Bree
I saw myself in the water. Drifting like a mirage, floating on the service, the ripples of my eyes staring back at me. I had been in the forest for too long. The water showed that clearly. My face was splashed with dirt, my blonde hair wild and tangled, and the antler headdress I wore was lopsided. I whipped the water of the stream into a small tornado, hiding my face, and cast it upward. The water spout hovered over the stream spinning faster and faster as I concentrated. But even the bliss of watching what I could do with nature didn’t lift my spirit, and I let the tiny vortex drop back into the stream. I had been out here for too long, I needed to leave.
I missed my community, I missed people! I hadn’t used my voice in over a year and I was slightly scared to use it, to hear myself speak. I had come out into the wilderness to attune with the Old Faith, with nature, to study and gain in strength with my abilities.
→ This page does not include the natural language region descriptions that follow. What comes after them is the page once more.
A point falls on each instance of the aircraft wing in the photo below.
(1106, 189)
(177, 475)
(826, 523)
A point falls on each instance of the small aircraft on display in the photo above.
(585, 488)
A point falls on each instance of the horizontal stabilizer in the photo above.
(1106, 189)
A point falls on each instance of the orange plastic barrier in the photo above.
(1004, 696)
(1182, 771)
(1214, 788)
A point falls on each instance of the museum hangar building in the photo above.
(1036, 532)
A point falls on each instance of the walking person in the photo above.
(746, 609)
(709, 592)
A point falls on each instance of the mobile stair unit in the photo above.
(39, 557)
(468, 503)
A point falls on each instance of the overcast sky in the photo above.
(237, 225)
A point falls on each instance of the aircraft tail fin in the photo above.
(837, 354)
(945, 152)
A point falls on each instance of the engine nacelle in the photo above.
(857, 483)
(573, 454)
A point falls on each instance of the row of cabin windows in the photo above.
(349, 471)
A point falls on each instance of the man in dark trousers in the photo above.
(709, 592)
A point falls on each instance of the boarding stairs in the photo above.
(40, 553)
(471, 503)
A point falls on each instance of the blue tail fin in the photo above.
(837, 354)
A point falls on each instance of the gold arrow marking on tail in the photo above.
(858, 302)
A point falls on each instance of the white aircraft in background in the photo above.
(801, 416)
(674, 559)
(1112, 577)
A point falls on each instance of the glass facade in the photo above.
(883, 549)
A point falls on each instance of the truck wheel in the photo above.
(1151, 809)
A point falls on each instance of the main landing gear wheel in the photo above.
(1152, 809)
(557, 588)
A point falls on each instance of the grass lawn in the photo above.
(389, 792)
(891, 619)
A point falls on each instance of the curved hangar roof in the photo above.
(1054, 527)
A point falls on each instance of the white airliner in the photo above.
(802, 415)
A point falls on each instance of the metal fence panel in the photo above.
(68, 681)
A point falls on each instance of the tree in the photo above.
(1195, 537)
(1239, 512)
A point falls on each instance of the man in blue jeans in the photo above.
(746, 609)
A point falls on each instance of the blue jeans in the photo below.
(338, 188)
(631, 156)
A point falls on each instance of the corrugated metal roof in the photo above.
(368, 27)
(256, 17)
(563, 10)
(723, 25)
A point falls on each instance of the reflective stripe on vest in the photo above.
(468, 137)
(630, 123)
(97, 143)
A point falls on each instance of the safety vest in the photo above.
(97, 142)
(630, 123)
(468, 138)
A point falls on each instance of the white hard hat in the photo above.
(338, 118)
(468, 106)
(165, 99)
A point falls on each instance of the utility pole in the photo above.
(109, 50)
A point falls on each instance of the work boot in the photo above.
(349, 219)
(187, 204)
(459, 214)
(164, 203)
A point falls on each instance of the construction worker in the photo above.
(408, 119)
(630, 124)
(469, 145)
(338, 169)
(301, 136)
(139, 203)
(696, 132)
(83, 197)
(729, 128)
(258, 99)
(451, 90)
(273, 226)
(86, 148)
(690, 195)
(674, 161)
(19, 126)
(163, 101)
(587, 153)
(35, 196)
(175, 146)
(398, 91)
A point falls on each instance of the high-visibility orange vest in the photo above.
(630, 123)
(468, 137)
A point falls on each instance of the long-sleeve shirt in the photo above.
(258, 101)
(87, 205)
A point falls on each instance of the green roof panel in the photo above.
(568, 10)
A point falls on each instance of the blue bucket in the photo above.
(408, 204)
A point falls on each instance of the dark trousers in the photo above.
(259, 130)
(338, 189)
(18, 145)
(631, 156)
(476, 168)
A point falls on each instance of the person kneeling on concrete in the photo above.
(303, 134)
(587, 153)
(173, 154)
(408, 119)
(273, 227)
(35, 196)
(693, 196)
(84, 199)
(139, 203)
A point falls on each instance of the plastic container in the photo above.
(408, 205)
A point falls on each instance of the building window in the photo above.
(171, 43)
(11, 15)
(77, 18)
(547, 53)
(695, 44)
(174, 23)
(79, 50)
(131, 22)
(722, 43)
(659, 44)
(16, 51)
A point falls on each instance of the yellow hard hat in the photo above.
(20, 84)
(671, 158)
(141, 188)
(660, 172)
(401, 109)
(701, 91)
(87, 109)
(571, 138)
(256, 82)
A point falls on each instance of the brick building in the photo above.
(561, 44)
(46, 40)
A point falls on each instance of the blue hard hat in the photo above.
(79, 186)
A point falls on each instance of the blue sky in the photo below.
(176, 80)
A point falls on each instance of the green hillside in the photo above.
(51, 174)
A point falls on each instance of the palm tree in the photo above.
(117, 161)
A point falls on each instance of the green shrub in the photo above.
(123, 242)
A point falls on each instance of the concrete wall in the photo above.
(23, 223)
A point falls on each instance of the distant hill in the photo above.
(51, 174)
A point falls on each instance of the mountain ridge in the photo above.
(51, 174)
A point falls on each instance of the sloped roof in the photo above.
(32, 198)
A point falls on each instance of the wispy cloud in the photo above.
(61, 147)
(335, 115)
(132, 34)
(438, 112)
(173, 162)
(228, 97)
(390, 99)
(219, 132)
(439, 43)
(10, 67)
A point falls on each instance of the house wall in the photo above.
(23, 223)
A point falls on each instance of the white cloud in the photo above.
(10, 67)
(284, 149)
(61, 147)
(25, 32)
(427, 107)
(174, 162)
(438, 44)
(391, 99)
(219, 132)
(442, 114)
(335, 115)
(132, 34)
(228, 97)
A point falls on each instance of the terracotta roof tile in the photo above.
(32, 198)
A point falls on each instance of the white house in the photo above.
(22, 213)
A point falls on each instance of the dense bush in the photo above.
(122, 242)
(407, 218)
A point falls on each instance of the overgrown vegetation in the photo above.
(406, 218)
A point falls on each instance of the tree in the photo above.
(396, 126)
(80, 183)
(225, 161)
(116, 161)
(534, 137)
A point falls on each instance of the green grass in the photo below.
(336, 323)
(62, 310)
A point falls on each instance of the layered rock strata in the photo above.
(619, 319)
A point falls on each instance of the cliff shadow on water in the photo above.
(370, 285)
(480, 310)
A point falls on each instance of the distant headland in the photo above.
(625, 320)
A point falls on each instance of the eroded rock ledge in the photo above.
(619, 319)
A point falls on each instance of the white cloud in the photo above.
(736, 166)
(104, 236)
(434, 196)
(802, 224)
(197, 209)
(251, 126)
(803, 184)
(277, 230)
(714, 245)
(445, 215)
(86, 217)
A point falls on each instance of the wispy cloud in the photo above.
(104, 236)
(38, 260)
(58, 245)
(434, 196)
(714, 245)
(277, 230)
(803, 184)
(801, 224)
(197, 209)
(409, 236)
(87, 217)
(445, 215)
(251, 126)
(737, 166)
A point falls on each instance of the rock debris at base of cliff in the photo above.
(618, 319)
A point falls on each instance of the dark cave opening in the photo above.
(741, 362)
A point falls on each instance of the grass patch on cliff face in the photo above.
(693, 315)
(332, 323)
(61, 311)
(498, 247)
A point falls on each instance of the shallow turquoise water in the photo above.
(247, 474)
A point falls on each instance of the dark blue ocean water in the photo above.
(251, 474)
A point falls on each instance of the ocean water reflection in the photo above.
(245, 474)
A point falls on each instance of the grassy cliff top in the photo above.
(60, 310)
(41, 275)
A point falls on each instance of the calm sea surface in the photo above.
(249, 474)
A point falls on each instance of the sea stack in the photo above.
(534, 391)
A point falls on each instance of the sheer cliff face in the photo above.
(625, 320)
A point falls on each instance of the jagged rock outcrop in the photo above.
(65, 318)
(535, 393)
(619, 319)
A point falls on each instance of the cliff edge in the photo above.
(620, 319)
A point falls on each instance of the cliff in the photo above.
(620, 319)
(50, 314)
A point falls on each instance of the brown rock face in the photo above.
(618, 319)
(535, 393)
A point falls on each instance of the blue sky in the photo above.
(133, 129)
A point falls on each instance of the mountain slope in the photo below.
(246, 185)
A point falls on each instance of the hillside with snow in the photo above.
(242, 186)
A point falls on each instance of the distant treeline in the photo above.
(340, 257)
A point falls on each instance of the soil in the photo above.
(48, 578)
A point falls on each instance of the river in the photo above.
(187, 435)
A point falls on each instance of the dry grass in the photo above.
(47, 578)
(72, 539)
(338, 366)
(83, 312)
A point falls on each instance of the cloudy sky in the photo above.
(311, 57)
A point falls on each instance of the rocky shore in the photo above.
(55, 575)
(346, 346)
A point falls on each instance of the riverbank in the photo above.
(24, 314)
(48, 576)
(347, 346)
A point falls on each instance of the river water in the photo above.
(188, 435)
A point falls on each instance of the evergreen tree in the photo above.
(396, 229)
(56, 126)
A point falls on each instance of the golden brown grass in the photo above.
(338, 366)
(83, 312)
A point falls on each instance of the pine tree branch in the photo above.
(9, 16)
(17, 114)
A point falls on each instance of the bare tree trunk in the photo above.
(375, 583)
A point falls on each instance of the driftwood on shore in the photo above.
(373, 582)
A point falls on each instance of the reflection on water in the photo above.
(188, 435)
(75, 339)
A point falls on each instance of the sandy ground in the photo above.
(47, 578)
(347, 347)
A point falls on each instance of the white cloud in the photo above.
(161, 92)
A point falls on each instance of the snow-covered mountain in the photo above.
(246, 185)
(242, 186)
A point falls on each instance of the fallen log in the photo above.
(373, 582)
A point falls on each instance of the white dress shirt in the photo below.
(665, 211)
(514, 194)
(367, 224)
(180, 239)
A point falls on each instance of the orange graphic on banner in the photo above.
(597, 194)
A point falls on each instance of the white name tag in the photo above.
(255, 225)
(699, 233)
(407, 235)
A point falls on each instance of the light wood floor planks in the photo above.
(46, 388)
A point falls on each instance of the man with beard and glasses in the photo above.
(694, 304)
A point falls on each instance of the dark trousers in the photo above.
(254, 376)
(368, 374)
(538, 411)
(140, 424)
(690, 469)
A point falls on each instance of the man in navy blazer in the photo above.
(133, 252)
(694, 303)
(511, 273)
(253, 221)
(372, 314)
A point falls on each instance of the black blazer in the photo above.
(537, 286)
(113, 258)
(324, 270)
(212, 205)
I had always had an aptitude with the elements of nature. As a young child I was able to commune with the earth like no one else could. The wind whispered wonders to me, the moon called me from my bed at night, and animals seemed to speak to me. However, I didn’t fully let myself become free until my late twenties, the sense of home and community had been strong; the comfort of the already known...
Then one bleak day the rain whispered to my heart that it was time. It was time to let myself become fully me. I left everything that I had known and loved and set out to discover and learn. I knew what I was. I had heard the half-concealed conversations of my neighbors. “Druid,” they had whispered behind my back as I passed them in the village. That had been years ago now.
I raised myself from the stream, clutching my quarterstaff to balance myself. I wasn’t going to learn anything more on my own. I needed experience. I needed a sense of community. However, more importantly, I needed to train and see what I was capable of. I couldn’t get that wandering around the forest anymore. It was time to venture into populace once more.